As if a review of Sex and the City 2 was not enough, I’ve been invited back to this publication to rip on another bad movie, The Expendables, and lay on the lambaste across gender lines. And oh, what a bad movie The Expendables is. If you really want to see this bad movie, (which there is no shame in wanting; I, for one, saw it) do not read this. I will spoil this bad movie for you. Just a warning.

But first, a primer: Dirty Harry, we’ll remember, is a movie about a rogue cop who breaks the rules to save the life of a little girl. It’s a brutalistic movie, a movie that says “fuck the rights of criminals and fuck those liberals who gave criminals rights in the first place.” It was a conservative response to the sixties. And although I don’t agree with the theme of that movie, at least the movie had some balls.

The Expendables, in this sense, has no balls. There isn’t a single ball in the movie. I’m sure all the actors have functioning scrotums, (except Schwarzenegger, that ex-steroid-using, political waffler) but I’m speaking of metaphorical balls, the balls that allow artists and movie-makers to take risks.
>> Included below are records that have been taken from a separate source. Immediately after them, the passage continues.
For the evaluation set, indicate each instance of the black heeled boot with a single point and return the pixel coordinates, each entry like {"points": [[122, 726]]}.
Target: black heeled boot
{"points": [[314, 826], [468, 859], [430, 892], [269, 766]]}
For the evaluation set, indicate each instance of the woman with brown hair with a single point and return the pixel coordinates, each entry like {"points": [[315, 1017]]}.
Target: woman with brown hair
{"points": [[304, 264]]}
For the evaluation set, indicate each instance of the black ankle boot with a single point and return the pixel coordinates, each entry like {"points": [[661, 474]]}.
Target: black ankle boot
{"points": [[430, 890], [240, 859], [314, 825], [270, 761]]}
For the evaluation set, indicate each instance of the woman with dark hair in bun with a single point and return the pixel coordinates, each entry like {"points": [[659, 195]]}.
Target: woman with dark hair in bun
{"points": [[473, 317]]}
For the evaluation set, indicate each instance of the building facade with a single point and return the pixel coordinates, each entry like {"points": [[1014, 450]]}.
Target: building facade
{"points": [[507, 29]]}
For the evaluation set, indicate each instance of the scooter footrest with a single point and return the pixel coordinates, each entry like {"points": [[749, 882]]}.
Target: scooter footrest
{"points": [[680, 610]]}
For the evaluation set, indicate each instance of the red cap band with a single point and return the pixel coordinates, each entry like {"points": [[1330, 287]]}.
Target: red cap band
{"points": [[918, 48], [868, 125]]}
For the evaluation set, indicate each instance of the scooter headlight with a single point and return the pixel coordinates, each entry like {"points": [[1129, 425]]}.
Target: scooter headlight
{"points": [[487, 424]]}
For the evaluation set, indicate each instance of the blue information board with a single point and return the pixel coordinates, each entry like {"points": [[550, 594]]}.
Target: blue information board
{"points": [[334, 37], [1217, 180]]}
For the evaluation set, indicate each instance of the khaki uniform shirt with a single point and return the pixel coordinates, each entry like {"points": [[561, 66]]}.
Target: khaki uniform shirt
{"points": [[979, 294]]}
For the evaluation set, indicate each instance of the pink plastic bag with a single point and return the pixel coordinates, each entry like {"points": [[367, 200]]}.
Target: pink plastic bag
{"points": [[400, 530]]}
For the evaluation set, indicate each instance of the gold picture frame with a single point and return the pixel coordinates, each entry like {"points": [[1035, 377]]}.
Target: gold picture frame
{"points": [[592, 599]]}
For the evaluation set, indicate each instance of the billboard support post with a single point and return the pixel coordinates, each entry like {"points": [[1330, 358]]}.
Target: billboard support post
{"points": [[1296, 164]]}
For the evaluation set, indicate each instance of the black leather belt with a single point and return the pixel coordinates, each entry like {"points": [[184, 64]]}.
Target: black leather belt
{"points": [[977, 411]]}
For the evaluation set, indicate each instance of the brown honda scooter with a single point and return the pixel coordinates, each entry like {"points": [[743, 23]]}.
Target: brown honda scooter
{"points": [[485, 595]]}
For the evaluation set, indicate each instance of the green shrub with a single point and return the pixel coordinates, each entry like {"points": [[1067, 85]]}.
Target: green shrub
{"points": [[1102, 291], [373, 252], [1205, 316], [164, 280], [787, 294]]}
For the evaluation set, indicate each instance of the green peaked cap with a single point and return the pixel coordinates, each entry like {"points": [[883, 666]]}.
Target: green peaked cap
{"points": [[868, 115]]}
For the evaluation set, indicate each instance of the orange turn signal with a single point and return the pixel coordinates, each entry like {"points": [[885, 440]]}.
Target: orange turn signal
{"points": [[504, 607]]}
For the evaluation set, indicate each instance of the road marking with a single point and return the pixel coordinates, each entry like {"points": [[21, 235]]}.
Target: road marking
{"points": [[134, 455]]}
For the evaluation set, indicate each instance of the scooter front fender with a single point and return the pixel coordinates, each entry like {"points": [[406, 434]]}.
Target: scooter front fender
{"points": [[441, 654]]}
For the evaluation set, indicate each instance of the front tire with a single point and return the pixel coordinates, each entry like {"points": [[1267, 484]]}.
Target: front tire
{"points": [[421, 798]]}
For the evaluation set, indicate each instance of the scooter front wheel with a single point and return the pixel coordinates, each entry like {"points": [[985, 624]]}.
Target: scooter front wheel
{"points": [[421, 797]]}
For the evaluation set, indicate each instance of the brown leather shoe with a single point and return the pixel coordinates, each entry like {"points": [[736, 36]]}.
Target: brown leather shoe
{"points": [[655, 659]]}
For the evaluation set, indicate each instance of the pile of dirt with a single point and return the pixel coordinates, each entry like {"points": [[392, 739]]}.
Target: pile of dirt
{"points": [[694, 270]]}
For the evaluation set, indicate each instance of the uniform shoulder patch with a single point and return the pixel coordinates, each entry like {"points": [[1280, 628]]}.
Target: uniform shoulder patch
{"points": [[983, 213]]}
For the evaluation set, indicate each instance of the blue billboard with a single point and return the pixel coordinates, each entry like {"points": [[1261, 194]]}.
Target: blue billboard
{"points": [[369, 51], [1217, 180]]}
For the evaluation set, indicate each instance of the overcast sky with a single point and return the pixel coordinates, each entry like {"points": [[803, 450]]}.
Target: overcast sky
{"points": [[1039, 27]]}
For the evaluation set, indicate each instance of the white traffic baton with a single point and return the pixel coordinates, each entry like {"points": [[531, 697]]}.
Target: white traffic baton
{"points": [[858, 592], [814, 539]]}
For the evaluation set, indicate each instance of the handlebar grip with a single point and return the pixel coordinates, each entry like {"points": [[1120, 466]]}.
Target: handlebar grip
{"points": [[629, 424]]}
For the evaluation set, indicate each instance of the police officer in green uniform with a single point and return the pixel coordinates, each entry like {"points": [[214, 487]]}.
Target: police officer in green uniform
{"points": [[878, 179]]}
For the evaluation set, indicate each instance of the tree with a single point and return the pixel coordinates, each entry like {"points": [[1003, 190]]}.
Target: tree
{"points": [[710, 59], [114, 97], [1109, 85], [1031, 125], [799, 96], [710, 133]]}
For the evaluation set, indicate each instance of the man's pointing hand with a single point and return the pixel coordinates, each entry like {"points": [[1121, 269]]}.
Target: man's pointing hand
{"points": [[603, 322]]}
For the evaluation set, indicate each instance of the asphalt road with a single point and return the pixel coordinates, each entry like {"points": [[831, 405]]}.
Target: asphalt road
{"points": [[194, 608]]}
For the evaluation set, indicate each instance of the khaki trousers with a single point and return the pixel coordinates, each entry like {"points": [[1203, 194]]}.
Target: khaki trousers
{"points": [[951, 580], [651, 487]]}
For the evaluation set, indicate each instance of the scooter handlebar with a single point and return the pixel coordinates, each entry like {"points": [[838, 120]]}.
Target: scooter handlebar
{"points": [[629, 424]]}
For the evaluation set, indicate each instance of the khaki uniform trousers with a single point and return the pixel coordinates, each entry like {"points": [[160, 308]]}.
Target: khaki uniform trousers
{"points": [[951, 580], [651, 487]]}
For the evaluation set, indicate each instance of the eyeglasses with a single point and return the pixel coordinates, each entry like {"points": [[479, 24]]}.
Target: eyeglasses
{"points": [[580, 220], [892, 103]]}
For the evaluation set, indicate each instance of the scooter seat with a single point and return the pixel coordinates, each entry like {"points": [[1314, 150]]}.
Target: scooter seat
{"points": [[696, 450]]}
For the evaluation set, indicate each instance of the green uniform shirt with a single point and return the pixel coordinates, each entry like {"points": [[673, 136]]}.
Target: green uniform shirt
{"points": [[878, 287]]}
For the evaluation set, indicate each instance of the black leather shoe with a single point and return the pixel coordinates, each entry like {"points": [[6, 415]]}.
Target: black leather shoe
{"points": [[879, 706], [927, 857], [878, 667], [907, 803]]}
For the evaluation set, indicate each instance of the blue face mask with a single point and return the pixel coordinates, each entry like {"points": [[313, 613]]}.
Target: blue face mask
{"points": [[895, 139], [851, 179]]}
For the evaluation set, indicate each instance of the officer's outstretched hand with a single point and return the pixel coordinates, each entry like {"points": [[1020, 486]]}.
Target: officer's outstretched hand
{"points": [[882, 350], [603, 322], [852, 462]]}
The only risk this movie seemed to take was to take no risk.  Wrap your head around that.

The movie starts on a ship overrun by modern-day pirates. Unsurprisingly, Stallone and his buddies stop the pirates, but one of these buddies, Dolph Lundgren, wants to hang a pirate who has already surrendered. Sly and the others are like, “Hey! We don’t hang pirates! We just shoot them a lot until they give up.” But Dolph shows no remorse, instead he threatens Jet Li, the tiniest of all the Expendables, with a knife. And by the way, it turns out Lundgren is only acting like this because he’s high on some drug. They don’t say what drug; they just let us know it is a drug, a bad drug—the drug that Nancy Reagan hates the most. The Expendables seem to have nothing by way of a workplace counseling program, so Lundgren is fired and, naturally, becomes a bad guy.

Meanwhile, Bruce Willis calls a meeting of the meatheads, and with Stallone and Schwarzenegger, assembles the most uncomfortable Planet Hollywood shareholder’s meeting ever. After Arnold and Sly bicker a bit, Willis says, “Hey, are you guys going to suck each other’s dick now?” Then there is an interesting pause. Sly and Arnold look at each other, and Sly raises his palm as if to say, “What do you think about that proposition, Arnold?” Then Willis does an awkward laugh and the movie continues. I don’t understand what that scene was about, but I have four theories:

  1.  My first theory, the most likely theory, is that in Sly Stallone’s mind, Bruce Willis shouldn’t suggest that two larger men orally pleasure each other, because Willis will get beat up. And the silence between the two GNC Gold Card Members is an understanding that an ass-beating is owed to Brucie, who gets the message, and laughs off a punch.
  2. There are rumors that Sly and Arnold have had gay sex and these gay-sex rumors make them popular in the homosexual community. Instead of denying it, they decide to allude to it to keep that popularity.  Willis laughs because he knows the truth.
  3. This was a dig at Arnold, because Proposition 8 was overturned. Bruce Willis is standing at the head of a church like a minister. Sly and Arnold stand where a bride and groom would stand. Willis laughs at Arnold because he is a Republican, too.
  4. They are in love with each other and forgot they were acting for a moment.  Bruce Willis feels nothing but joy.

But I digress: Bruce Willis eventually offers Stallone and Arnie mercenary work killing a dictator on some island. (San Lorenzo, perhaps?) Stallone takes the job, because, apparently, Arnold is too busy illegally running for president.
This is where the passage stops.